The New York Tax Appeals Tribunal’s recent decision in In re LePage12 also supports this treatment. The tribunal determined that for purposes of the state’s mandatory S-corporation election under N.Y. Tax Law § 660(i), “investment income” includes gain realized on the sale or exchange of property, including goodwill. The tribunal reasoned that the federal treasury regulations’ approach to goodwill as property should determine its treatment for NYS personal income tax purposes because of the state’s federal conformity rule in N.Y. Tax Law § 607(a).13 The tribunal’s analysis in the S-corporation election context supports applying Crypto’s federal status as property to the NYS and NYC self-trading exemptions as well.

NYS and NYC Sales Tax Considerations

Trading Crypto or using Crypto as currency in the purchase or sale of goods or services may also raise sales tax questions. Fortunately, the Department has issued guidance on the sales tax treatment of transactions involving Crypto. The Department determined that because Crypto is intangible property, the purchase of Crypto is not a taxable transaction for sales tax purposes.14 Thus, buying and selling Crypto for investment purposes should not trigger any sales tax obligations. However, if someone uses Crypto as payment for taxable goods or services, the purchaser will owe sales tax on the market value of the Crypto at the time of the transaction.15

Non-Fungible Tokens

The treatment of non-fungible tokens (NFTs) as qualifying property likely requires a more fact-specific analysis. Unlike Crypto, which is fungible and operates like a traditional currency, each NFT has a unique digital signature representing a single item, such as a piece of art, a video or even a tweet. Whereas one unit of Crypto may be exchanged for another unit, or converted into dollars, the same is not necessarily true of two NFTs. This means that each type of Crypto is its own, specific type of property, but an NFT is defined by the item that it represents, which may be Crypto or something else. Thus, the tax status of an NFT may depend on the circumstances of the purchase and sale and the nature of the particular NFT in a way that is different from Crypto.

Similarly, the individual circumstances surrounding the purchase and sale of an NFT may affect whether the transaction remains exempt from sales tax as intangible property pursuant to the Department’s guidance for Crypto. Prior Department guidance in a somewhat related context, however, may be helpful. Specifically, the Department has consistently determined that sales of music recordings electronically transferred or downloaded are not subject to sales tax because such transactions involve intangible property.16 Though NFTs may not be exactly the same as digital music downloads, they also involve the online transfer of digital property and, thus, would likely constitute intangible property that is not subject to sales tax under the Department’s rationale for music downloads.

Conclusions

Crypto raises a variety of state and local tax questions.
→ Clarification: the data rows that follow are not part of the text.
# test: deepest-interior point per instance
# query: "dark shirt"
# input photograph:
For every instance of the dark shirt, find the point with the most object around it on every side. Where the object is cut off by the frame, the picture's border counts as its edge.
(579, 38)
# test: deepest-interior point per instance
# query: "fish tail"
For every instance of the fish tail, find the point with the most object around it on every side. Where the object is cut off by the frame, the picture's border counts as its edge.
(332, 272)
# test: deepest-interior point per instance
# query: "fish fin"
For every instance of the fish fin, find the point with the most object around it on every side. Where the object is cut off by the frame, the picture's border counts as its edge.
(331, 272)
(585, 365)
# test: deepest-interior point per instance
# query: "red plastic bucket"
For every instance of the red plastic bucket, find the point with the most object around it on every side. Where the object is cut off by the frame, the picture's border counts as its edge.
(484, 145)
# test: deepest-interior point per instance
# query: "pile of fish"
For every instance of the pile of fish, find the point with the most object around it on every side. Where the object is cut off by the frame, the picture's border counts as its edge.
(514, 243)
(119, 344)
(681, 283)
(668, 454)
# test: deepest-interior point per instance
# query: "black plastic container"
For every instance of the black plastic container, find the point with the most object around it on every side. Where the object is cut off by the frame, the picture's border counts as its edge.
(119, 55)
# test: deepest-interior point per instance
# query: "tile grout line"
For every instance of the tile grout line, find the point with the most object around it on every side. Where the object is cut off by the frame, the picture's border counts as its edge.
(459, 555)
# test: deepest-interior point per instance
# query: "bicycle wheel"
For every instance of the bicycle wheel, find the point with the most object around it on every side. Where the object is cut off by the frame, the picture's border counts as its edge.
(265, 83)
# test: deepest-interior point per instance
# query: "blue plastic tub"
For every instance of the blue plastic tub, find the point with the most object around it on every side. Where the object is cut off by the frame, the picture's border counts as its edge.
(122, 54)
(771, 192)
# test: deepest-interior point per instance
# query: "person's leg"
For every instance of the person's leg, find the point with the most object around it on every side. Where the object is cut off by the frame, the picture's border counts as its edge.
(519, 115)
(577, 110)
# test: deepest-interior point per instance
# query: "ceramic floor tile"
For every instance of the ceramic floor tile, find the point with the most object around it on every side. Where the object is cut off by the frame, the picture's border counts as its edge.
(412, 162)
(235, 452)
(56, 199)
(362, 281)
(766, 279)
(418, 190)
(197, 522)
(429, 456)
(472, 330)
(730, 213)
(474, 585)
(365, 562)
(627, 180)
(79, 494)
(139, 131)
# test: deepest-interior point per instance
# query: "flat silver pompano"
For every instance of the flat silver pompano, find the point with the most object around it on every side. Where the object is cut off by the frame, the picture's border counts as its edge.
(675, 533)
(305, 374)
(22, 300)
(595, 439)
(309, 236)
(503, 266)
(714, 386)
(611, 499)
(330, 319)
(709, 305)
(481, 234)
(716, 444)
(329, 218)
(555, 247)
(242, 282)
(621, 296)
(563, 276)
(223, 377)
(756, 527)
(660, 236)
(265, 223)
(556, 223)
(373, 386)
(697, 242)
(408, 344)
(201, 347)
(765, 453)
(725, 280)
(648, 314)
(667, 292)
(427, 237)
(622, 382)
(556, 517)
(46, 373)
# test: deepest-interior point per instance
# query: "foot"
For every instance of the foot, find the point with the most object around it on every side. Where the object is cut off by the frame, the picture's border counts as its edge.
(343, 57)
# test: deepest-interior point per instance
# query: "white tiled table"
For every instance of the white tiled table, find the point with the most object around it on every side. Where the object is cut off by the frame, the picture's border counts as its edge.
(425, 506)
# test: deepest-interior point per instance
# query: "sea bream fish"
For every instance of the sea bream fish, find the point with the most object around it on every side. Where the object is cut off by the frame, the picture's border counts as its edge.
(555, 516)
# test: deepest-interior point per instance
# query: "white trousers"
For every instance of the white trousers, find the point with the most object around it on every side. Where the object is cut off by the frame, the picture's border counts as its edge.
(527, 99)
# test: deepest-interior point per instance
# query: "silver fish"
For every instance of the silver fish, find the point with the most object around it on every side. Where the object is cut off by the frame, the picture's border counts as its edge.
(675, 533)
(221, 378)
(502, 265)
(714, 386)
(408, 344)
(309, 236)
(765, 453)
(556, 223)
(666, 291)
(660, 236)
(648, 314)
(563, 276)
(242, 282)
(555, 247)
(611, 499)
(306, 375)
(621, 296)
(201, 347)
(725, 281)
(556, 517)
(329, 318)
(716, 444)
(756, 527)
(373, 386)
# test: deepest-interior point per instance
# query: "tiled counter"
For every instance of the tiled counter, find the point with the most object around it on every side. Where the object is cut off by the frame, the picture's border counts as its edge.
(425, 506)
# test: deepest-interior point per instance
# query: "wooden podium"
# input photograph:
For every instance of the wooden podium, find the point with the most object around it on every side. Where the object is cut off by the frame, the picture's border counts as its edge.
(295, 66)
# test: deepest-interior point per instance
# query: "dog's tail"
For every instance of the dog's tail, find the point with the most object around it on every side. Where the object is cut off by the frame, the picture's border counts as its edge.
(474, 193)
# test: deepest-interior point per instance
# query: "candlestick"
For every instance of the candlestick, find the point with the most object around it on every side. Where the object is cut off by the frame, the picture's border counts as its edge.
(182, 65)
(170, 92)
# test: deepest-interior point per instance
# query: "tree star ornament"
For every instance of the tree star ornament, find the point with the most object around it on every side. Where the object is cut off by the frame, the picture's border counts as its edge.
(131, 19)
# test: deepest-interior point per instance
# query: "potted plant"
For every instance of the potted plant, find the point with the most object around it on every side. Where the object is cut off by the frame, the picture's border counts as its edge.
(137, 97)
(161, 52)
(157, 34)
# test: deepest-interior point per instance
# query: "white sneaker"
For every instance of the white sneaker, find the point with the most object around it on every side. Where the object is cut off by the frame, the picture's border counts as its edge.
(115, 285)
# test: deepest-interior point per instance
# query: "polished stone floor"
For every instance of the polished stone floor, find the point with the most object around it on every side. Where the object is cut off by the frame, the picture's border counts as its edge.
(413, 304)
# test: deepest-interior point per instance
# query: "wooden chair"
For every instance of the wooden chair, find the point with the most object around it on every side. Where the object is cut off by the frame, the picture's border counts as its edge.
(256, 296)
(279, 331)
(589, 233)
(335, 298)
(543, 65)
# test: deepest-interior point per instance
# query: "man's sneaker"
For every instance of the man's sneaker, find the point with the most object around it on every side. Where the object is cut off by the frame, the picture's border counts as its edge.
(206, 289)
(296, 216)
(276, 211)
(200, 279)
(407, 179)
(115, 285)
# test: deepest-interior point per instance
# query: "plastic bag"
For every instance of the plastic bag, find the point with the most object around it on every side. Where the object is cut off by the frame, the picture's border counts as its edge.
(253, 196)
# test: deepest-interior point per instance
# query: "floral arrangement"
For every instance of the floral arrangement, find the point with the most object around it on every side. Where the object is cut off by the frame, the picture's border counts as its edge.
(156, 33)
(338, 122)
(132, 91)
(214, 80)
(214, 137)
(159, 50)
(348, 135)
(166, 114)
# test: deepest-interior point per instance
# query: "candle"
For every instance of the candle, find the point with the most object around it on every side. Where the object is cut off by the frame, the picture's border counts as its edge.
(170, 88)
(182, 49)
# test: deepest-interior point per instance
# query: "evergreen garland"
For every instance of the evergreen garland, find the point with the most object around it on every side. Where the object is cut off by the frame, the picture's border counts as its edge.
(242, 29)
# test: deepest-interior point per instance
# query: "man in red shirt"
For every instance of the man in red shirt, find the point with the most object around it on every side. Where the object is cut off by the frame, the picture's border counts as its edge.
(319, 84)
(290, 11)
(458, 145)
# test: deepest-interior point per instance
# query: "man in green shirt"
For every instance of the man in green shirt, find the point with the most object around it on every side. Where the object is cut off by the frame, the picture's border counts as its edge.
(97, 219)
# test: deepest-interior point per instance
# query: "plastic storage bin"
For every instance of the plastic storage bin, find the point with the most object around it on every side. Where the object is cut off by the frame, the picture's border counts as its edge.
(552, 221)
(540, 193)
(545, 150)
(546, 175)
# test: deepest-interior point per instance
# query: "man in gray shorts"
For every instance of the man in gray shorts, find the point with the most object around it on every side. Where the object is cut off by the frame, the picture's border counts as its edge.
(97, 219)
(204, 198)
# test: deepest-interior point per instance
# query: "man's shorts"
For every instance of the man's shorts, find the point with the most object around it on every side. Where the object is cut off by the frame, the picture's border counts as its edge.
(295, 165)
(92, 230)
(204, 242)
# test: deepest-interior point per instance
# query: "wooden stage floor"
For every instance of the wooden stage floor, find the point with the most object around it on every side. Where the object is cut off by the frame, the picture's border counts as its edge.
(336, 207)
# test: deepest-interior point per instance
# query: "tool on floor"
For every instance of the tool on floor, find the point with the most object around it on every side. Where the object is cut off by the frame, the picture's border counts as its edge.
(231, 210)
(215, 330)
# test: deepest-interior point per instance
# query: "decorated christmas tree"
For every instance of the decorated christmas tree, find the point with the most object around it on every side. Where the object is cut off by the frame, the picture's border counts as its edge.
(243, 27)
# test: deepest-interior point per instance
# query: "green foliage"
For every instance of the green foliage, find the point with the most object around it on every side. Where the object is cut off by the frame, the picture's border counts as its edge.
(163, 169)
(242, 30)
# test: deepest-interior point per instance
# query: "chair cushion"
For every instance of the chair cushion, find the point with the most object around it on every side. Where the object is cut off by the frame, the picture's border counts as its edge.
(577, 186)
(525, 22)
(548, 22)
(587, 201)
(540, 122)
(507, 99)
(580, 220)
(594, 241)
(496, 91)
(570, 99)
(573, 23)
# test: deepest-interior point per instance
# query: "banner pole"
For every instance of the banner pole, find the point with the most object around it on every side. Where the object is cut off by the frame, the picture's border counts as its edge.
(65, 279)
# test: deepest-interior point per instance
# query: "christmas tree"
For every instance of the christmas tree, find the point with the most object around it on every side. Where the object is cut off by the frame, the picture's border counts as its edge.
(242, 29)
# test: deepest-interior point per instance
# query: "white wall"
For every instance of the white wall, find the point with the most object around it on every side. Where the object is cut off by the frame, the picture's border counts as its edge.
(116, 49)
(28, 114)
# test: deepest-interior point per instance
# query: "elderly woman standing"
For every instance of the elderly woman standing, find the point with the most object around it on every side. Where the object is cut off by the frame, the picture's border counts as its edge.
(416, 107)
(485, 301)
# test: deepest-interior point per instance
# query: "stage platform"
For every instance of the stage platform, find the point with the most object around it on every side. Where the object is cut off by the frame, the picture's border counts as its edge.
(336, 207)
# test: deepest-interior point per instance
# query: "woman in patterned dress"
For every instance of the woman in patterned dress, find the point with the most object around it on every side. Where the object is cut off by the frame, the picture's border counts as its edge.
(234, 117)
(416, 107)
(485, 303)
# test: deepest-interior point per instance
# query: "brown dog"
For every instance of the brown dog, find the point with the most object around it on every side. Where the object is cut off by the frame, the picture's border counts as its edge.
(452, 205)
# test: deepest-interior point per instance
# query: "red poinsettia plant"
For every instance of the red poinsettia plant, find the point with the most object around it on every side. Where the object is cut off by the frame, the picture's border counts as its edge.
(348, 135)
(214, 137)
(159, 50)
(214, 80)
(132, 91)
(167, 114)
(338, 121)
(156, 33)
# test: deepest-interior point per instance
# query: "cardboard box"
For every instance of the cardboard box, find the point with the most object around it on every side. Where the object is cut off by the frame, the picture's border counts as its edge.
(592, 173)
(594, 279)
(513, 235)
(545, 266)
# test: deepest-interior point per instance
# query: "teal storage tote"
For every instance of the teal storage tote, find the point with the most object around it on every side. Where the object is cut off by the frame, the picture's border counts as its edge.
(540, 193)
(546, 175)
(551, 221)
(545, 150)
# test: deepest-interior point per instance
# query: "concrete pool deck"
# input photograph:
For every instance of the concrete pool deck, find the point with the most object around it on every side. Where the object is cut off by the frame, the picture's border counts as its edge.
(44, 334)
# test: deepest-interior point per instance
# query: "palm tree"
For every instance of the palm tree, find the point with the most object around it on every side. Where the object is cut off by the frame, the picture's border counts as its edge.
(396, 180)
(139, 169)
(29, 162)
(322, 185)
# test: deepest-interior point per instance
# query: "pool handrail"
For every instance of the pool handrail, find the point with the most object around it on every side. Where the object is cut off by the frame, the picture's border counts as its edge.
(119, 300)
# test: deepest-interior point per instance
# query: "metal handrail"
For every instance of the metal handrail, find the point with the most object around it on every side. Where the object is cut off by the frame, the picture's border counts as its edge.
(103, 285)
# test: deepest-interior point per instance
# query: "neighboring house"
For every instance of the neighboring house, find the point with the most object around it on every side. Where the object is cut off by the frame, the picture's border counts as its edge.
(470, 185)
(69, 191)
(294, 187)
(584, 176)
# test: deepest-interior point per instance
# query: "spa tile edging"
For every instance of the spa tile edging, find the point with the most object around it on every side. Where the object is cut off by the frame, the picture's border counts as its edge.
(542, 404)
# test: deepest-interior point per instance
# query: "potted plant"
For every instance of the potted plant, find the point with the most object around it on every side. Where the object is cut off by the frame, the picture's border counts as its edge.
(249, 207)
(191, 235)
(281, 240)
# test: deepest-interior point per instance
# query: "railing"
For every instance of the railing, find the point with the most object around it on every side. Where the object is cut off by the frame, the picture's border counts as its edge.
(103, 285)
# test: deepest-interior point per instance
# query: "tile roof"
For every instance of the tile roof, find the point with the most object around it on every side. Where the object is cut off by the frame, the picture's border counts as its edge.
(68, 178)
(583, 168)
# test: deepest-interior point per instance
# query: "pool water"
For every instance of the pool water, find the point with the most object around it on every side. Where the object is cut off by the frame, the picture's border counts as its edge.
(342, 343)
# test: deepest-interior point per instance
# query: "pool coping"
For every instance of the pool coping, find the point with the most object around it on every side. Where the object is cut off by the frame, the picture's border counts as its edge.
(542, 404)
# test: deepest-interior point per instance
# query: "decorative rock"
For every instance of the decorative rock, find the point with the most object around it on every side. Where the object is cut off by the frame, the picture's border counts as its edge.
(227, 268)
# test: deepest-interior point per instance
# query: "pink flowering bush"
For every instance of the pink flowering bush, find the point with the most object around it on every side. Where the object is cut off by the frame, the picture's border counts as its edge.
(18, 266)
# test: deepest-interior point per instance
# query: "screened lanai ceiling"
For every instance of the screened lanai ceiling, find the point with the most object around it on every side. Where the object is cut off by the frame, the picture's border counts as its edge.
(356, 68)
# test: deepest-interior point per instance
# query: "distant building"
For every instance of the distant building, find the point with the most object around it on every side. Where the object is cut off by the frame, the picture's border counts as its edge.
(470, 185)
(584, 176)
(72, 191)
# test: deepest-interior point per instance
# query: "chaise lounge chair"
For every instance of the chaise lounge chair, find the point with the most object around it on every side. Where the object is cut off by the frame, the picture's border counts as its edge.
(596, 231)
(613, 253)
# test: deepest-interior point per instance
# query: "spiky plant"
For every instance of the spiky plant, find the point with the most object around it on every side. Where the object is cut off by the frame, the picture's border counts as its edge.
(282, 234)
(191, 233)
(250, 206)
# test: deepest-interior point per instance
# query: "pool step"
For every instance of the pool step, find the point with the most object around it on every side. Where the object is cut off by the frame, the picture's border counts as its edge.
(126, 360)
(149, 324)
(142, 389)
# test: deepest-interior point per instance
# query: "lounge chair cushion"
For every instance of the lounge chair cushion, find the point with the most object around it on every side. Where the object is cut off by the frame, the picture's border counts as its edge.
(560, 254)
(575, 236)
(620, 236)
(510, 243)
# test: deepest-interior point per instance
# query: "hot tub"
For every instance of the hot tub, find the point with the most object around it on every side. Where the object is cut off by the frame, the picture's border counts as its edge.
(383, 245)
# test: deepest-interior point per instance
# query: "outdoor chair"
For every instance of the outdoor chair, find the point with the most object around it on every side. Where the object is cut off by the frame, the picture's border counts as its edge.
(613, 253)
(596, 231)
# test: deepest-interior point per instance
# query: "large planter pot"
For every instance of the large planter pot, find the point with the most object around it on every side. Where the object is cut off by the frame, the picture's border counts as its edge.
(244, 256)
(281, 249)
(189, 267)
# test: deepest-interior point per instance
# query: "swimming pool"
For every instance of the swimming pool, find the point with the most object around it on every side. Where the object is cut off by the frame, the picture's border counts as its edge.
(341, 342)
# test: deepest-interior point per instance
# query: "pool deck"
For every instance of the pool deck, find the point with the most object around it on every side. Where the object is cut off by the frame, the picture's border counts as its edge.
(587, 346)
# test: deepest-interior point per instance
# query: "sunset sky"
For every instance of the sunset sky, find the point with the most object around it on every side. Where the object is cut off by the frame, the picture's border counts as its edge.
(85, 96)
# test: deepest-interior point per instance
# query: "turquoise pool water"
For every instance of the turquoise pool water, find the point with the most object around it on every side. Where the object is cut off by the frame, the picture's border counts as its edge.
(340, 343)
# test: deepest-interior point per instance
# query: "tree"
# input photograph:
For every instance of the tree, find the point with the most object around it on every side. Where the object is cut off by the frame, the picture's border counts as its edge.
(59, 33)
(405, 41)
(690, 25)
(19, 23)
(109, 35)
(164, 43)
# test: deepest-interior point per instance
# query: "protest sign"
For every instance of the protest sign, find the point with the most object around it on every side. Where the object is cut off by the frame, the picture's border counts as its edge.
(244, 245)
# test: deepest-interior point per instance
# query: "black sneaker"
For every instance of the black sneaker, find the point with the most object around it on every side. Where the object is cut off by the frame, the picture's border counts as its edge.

Fortunately, in New York, the existing statutory frameworks and guidance support treating Crypto as an asset that can fit within current exemption frameworks.

 


 

1 N.Y.C. Admin. Code § 11-502(c)(2).

2 N.Y.C. Admin. Code § 11-502(c)(4)(B).

3 N.Y.C. Admin. Code §§ 11-506, -507.

4 N.Y.C. Admin. Code § 11-502(c)(1)(A).

5 19 RCNY § 28-02(g)(3).

6 IRS Notice 2014-21 at 1.

7 Id. at 2.

8 Id. at 3.

9 N.Y. Tax Law § 631(d).

10 N.Y. Tax Law § 631(b)(2).

11 New York Dep’t Taxation and Finance, TSB-M-14(5)C (Dec. 5, 2014); TSB-M-14(7)I (Dec. 5, 2014); TSB-M-14(17)S (Dec. 5, 2014).

12 No. 828035 (N.Y. Tax App. Trib., May 17, 2021).

13 Id. at 25 (referencing 26 C.F.R. § 1.61-6(a)).

14 New York Dep’t Taxation and Finance, TSB-M-14(17)S (Dec. 5, 2014).

15 Id.

16 New York Dep’t Taxation and Finance, TSB-A-07(14)S (May 17, 2007); TSB-A-01(15)S (Apr. 18, 2001).